I’m always on the lookout for good books to read. I first heard about this book on a secular blog. I was intrigued by how the blog author said this book affected her, how it moved her. She said it was about a girl who steals books during WWII in Nazi Germany. That piqued my interest. I just love a good story! I love to be moved by a story, I love to see things from a new perspective. However, I am a Christian in all that I do. I’m not perfect, but I strive to live a consecrated life. I do my best not to read, or listen, or watch things that would defile my mind. This book crosses that line for me. I know that I am IN the world, but not OF it. I am not staying here forever, but I am here now. I will see and hear things that don’t always line up with my views. That’s fine, I don’t go around bullying people to do right. At the same time, I don’t want to jump in the muck and swim around in it if I don’t have to. I feel that I unwittingly did just that when I got this book.
Why did I finish the story? Because I wanted to see if it redeemed itself. I wanted to be able to give this review of the book and I couldn’t do that without reading it.

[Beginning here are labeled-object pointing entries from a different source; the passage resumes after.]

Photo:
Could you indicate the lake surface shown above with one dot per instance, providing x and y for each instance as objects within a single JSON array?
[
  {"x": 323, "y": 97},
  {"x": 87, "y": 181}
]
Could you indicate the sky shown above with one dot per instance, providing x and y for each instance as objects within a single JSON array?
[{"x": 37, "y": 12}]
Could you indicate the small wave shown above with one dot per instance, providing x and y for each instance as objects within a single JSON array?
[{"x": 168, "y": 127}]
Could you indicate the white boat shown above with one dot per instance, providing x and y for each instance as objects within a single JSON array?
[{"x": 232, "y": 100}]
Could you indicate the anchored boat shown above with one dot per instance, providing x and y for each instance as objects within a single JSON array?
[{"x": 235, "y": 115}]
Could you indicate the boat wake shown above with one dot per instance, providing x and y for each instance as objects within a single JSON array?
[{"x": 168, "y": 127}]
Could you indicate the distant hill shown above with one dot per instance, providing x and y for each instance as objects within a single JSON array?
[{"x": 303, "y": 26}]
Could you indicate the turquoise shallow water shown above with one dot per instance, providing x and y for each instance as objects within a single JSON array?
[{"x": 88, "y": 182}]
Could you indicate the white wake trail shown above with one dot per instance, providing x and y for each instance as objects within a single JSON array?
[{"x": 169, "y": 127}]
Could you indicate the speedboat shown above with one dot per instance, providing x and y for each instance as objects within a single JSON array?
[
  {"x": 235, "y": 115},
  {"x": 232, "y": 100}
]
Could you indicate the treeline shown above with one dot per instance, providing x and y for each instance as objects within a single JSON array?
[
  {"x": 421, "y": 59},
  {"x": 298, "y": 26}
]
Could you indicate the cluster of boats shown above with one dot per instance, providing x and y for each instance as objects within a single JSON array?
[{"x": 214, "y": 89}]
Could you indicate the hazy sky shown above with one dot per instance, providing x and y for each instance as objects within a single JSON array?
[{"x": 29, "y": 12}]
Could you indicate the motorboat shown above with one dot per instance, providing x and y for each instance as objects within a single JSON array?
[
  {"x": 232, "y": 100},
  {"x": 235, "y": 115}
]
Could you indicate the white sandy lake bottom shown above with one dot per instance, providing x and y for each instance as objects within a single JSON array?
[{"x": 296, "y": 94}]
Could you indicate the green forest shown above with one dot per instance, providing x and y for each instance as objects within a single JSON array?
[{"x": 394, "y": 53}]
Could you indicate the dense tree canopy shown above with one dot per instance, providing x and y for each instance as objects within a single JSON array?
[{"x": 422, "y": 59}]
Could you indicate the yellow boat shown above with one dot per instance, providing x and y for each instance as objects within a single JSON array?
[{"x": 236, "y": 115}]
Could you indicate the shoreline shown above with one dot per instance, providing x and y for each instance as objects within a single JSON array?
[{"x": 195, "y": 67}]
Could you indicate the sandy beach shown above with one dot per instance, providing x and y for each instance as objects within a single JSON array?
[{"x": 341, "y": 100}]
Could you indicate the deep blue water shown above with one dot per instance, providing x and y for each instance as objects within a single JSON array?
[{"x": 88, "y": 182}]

As I dove into the story, I couldn’t believe that this book was in the Young Adult (YA) section of my library! I wasn’t prepared to see the curtain ripped back in this fashion for young people. Adults can handle the harshness, they understand better how to cope with hellish violence that can happen in the world. That doesn’t mean that adults aren’t affected, but they are simply better equipped. I didn’t expect the harshness of this book to be equal to that of an adult novel. I couldn’t tell you how many times God’s name was used in vain – too many! Not to mention regular curse words and crude language. It’s replete with it. And the grief and sorrow…well, I was emotionally crippled yesterday when I came to the last page. I understand that much, if not all, of what the author wrote was true historically. But it was a novel! He could have sprinkled in a bit of hope, a bit of light and a few more pastel colors in the picture. But his picture was dark. Hey, it was Nazi Germany in the late 1930s and 40s, probably the bleakest time in modern history. I get it. I just don’t get why a 13 year old needs to get that? There are books about tough topics that aren’t quite so heavy. Number the Stars is one example. The Giver is another. There are many good books that package truth with a bow of hope. I have read Corrie Ten Boom’s The Hiding Place, and while it exposed the Holocaust’s harsh reality, it left the filth in the gutter.

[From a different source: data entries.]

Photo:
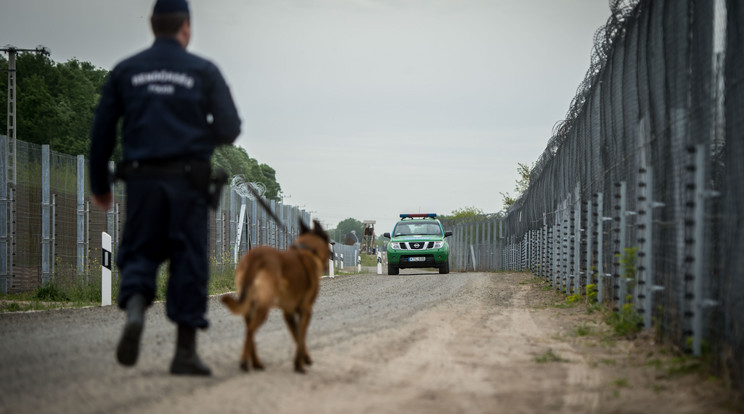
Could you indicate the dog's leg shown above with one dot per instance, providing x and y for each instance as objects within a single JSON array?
[
  {"x": 260, "y": 313},
  {"x": 291, "y": 324},
  {"x": 247, "y": 346},
  {"x": 302, "y": 357}
]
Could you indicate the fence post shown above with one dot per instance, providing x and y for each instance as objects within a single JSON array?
[
  {"x": 45, "y": 216},
  {"x": 80, "y": 214},
  {"x": 646, "y": 286},
  {"x": 5, "y": 249},
  {"x": 619, "y": 277},
  {"x": 576, "y": 248},
  {"x": 699, "y": 303},
  {"x": 589, "y": 242}
]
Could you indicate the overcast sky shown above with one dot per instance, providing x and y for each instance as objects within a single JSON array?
[{"x": 365, "y": 108}]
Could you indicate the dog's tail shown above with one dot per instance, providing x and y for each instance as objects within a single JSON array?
[{"x": 259, "y": 291}]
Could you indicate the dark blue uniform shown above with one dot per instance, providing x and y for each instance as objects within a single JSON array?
[{"x": 175, "y": 107}]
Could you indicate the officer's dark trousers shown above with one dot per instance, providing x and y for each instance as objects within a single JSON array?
[{"x": 166, "y": 219}]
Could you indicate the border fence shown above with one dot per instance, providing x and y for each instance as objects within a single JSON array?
[
  {"x": 48, "y": 230},
  {"x": 639, "y": 192}
]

Now that I think about it, that’s what’s missing from The Book Thief! The presence of Christ is nowhere. The help of the Holy Spirit and the guidance of a God who loves sinners is noticeably absent. Perhaps Mr. Zusak himself doesn’t know of the hope that awaits those who are saved, the hope of Heaven. In the book, “death” whisks away souls and takes them – somewhere. But the reality is that as horrific and heinous as the Holocaust was, it has nothing on the fires of Hell. Likewise, for the believer, a great and glorious moment occurs after death: to see Jesus face to face! I wish I could tell Liesel about that. That would change everything for her.
There are a few glimpses of good in this book. I appreciate how Mr. Zusak demonstrated that Hitler swayed people by words. That’s all. He didn’t hold a gun on them or force them to do his will in any way, he just talked right. Words are powerful! I also appreciate that Nazism is clearly the villain in the story. Also, the characters, as harsh as he made them out to be, are, at least, consistent. There was no shocking “change over” in anyone. There were slight shifts, but nothing unrealistic. There was plenty of foreshadowing and metaphors in the book, which certainly forces you to think. But to me, the negative outweighs the positive.

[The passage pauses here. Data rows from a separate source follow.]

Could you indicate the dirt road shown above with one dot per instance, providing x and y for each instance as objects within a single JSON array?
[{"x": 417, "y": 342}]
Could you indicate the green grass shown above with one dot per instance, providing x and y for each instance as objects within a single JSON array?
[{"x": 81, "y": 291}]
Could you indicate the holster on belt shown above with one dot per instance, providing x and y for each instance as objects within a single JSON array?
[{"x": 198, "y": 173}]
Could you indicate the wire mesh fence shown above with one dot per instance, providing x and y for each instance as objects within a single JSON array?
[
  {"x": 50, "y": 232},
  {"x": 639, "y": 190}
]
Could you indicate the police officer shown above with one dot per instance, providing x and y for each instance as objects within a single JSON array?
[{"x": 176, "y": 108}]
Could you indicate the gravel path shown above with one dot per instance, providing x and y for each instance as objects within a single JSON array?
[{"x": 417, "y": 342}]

I suppose it’s not a shock to hear I won’t be letting my teens read this book. Perhaps I’m trying to shelter them too much. Eh, maybe. Why not? Don’t you think parents in Nazi Germany would have sheltered their children from the world around them if they could have? Of course! I can, so I will. When the time comes for them see the truth of how evil overcame Europe for a decade, and the extent of that evil, I will choose other books to give them that information. And if reality ever becomes as hideous as it was back then, I will tell my children to look up, trust in God, and lean upon Him for hope. He alone can turn black, feathery ashes into something beautiful.